These libraries are generally single-threaded, so only one thread may
read at once, making them slower than simple direct access.
Additionally, tiles are often compressed, meaning that each time a tile
is fetched it must be decompressed. libvips keeps a cache of
recently-decompressed tiles to try to avoid repeatedly decompressing the
same tile.
libvips can load tiled tiff, tiled OpenEXR, FITS and OpenSlide images in
this manner.
# Full decompression
Many image load libraries do not support random access. In order to use
images of this type as inputs to pipelines, libvips has to convert them
to a random access format first.
For small images (less than 100mb when decompressed), libvips allocates
a large area of memory and decompresses the entire image to that. It
then uses that memory buffer of decompressed pixels to feed the
pipeline.

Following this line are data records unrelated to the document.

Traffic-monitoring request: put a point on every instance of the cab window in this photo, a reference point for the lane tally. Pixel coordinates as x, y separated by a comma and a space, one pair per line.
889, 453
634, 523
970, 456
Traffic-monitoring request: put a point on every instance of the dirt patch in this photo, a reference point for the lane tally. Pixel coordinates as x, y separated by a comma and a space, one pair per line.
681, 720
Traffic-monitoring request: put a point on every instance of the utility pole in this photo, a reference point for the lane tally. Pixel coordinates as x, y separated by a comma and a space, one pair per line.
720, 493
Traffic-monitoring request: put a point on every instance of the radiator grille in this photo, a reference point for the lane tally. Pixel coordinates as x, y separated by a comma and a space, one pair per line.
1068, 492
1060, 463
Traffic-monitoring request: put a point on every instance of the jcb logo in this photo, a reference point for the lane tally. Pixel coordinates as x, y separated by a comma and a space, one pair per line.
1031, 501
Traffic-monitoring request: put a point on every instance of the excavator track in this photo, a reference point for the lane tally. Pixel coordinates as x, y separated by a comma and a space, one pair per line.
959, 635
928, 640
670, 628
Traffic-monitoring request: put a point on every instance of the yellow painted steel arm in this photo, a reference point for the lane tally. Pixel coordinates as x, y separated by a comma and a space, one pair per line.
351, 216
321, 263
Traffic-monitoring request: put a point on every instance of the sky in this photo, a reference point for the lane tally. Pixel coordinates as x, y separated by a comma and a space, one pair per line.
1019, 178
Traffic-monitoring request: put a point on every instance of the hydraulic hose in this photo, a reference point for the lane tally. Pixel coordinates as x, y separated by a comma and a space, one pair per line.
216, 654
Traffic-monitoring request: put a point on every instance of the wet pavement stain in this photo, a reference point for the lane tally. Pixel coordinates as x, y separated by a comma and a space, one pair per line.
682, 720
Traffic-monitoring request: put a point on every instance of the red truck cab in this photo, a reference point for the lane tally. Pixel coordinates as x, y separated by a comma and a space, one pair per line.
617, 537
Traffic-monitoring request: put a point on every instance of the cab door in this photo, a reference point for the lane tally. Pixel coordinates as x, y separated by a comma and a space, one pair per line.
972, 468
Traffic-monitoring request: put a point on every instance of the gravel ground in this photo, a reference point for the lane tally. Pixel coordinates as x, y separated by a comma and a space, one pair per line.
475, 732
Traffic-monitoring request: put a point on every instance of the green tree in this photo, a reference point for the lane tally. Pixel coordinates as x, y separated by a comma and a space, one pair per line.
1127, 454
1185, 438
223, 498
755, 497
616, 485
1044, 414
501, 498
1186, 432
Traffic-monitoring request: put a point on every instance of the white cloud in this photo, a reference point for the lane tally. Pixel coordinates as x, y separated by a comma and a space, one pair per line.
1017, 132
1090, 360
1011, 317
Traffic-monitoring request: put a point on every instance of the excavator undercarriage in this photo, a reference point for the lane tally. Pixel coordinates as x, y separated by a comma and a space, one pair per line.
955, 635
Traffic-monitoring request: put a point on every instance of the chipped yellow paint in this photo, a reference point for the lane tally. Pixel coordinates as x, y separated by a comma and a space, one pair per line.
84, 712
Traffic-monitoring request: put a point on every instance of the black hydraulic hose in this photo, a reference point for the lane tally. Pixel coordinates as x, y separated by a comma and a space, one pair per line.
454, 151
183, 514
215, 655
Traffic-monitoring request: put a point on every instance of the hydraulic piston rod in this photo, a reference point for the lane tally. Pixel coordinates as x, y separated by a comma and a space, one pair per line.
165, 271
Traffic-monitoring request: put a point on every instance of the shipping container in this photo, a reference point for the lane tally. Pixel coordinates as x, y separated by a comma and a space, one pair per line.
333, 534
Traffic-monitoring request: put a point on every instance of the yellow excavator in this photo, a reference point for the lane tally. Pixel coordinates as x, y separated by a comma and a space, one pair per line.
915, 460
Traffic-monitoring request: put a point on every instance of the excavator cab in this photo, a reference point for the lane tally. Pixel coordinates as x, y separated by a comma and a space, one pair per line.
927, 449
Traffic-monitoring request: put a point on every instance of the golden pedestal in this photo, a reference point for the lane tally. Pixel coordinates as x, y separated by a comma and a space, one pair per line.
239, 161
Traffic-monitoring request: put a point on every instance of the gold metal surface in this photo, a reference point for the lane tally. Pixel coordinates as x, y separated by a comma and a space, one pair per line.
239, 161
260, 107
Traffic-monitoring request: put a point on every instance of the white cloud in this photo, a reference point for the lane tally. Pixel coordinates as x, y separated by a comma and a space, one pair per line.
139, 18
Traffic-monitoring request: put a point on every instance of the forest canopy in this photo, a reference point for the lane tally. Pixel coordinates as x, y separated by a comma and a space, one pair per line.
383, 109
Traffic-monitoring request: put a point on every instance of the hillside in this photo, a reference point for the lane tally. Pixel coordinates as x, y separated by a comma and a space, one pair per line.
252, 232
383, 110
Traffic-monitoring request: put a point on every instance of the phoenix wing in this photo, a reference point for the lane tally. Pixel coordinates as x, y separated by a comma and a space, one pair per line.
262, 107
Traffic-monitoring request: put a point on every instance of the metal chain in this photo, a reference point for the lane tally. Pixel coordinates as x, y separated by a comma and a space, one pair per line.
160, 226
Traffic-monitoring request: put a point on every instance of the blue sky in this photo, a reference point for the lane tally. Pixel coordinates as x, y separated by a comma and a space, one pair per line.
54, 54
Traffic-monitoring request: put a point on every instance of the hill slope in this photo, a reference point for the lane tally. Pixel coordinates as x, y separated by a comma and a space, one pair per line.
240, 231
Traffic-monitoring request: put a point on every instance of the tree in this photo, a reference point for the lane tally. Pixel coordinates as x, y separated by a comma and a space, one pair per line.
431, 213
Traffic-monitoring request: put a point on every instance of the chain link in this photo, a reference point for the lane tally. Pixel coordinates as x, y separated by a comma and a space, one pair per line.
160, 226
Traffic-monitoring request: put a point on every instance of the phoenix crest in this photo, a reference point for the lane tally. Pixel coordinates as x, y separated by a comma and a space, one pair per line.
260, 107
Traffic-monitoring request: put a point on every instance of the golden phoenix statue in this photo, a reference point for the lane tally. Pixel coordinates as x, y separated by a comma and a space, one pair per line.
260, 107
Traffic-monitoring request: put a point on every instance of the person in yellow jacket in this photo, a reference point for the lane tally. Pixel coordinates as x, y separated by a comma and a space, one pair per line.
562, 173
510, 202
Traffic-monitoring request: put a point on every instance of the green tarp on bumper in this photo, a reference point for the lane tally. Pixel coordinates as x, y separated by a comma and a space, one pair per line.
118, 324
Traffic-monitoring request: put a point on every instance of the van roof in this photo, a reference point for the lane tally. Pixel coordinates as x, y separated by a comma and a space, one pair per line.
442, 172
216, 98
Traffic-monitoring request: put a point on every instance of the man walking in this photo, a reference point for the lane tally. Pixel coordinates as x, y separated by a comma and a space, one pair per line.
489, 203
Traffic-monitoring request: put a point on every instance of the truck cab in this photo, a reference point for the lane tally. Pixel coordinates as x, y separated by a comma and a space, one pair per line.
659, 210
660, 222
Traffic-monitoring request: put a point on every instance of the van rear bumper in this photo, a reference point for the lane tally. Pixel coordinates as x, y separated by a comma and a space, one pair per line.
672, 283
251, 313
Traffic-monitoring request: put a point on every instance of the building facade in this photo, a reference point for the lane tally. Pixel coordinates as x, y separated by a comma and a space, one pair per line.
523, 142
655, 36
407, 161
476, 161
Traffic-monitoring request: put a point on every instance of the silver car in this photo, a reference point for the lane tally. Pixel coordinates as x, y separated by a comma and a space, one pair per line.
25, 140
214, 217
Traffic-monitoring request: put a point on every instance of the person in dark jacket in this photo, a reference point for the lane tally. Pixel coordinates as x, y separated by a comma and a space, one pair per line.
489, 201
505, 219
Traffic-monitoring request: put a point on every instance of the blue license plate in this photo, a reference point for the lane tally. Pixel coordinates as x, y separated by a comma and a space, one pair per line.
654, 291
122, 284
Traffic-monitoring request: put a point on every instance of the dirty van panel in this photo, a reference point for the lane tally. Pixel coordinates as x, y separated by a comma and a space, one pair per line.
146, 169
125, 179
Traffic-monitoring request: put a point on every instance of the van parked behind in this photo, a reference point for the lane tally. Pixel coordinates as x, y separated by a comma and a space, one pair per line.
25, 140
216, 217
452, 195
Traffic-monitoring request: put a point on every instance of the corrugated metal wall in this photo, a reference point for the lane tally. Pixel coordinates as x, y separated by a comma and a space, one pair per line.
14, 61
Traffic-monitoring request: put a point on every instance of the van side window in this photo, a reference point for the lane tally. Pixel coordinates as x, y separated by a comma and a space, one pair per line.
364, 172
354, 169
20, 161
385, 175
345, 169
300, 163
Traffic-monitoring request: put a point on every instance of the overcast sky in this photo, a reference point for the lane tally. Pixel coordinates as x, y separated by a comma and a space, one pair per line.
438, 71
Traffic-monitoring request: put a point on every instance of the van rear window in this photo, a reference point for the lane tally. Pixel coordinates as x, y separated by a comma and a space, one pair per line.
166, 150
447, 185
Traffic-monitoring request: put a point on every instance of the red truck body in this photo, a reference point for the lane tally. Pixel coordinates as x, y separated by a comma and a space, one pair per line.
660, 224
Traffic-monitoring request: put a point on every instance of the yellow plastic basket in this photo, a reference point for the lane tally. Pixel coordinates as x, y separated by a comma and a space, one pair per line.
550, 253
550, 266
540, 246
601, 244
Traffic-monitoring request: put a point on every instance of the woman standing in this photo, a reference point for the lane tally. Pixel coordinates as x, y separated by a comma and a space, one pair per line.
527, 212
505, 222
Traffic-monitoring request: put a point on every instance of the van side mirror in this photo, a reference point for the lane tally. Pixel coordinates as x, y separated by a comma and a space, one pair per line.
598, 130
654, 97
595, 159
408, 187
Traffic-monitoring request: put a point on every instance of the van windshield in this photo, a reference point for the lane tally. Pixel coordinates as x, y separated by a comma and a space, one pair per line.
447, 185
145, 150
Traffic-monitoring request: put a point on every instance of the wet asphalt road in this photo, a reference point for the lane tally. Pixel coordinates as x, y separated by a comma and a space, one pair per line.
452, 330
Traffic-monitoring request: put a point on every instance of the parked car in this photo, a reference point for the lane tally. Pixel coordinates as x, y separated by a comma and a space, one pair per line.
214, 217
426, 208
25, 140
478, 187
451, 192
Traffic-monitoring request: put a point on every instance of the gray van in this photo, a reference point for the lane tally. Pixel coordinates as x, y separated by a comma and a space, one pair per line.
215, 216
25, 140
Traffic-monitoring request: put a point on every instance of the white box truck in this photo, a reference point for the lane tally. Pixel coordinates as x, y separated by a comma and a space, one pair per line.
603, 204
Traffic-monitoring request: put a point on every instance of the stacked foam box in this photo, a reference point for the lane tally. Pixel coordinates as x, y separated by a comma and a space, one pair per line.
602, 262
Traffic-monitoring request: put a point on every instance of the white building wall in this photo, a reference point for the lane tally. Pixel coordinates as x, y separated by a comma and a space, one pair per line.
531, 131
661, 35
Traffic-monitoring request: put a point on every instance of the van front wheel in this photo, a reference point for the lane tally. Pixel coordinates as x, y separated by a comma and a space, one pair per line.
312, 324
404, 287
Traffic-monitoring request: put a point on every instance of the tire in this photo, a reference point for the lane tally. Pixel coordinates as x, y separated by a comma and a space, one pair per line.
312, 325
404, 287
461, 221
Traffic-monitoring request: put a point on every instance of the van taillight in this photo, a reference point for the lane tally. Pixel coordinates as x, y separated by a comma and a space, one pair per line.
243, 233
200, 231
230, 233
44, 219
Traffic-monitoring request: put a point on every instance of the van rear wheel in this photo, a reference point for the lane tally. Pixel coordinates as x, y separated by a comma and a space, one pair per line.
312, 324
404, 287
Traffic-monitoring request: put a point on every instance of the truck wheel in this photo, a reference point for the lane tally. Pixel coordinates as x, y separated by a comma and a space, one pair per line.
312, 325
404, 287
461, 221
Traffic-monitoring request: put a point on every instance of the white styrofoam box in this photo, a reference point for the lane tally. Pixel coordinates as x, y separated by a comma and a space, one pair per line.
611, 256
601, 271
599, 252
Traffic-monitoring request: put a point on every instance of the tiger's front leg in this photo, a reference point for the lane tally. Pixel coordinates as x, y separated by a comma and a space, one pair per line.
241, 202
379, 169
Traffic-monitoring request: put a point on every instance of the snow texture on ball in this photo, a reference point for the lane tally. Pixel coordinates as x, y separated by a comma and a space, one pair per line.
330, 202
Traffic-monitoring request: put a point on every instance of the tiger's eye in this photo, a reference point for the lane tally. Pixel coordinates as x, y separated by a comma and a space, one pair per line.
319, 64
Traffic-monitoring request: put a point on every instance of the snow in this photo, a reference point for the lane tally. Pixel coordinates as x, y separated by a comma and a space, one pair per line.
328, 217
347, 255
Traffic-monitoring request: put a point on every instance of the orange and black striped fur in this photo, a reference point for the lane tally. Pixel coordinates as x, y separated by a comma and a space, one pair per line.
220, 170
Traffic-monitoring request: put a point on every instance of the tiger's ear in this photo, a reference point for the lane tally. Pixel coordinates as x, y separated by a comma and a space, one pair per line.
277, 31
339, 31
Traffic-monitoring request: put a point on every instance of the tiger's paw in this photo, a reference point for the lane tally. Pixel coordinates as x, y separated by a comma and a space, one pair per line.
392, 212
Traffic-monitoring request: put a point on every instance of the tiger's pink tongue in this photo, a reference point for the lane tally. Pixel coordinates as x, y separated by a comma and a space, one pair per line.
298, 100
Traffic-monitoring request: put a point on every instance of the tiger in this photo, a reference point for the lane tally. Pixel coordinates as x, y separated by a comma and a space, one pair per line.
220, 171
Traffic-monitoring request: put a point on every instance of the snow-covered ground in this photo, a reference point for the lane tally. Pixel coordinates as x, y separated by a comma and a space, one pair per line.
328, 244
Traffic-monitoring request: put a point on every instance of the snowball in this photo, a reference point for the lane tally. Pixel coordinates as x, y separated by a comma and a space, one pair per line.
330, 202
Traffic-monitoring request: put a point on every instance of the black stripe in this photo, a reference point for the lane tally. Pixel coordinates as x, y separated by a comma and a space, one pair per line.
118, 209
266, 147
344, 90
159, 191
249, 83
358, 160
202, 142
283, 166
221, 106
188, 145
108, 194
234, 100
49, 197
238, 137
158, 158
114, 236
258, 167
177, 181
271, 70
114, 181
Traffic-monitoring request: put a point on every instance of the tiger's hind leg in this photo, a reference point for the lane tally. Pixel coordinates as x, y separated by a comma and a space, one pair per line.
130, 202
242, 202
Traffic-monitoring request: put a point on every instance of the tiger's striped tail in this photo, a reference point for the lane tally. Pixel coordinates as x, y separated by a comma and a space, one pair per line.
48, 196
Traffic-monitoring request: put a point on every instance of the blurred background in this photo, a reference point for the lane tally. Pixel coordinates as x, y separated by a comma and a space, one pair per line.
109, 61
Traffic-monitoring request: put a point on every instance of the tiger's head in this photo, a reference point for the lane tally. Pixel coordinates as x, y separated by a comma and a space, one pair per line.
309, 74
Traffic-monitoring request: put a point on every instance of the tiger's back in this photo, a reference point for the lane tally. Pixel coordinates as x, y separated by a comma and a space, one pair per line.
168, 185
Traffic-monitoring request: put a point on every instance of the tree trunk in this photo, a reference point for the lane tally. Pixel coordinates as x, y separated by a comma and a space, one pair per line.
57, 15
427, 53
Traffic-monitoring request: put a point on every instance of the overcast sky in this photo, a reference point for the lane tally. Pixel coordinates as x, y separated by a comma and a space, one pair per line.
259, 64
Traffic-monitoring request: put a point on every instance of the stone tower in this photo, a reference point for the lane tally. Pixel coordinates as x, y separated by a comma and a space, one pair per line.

For large images, libvips decompresses to a temporary file on
disc, then loads that temporary file in direct access mode (see above).
Note that on open libvips just reads the image header and is quick: the
image decompress happens on the first pixel access.
You can control this process with environment variables, command-line
flags and API calls as you choose, see
`vips_image_new_from_file()`.
They let you set the threshold at which libvips switches between memory
and disc and where on disc the temporary files are held.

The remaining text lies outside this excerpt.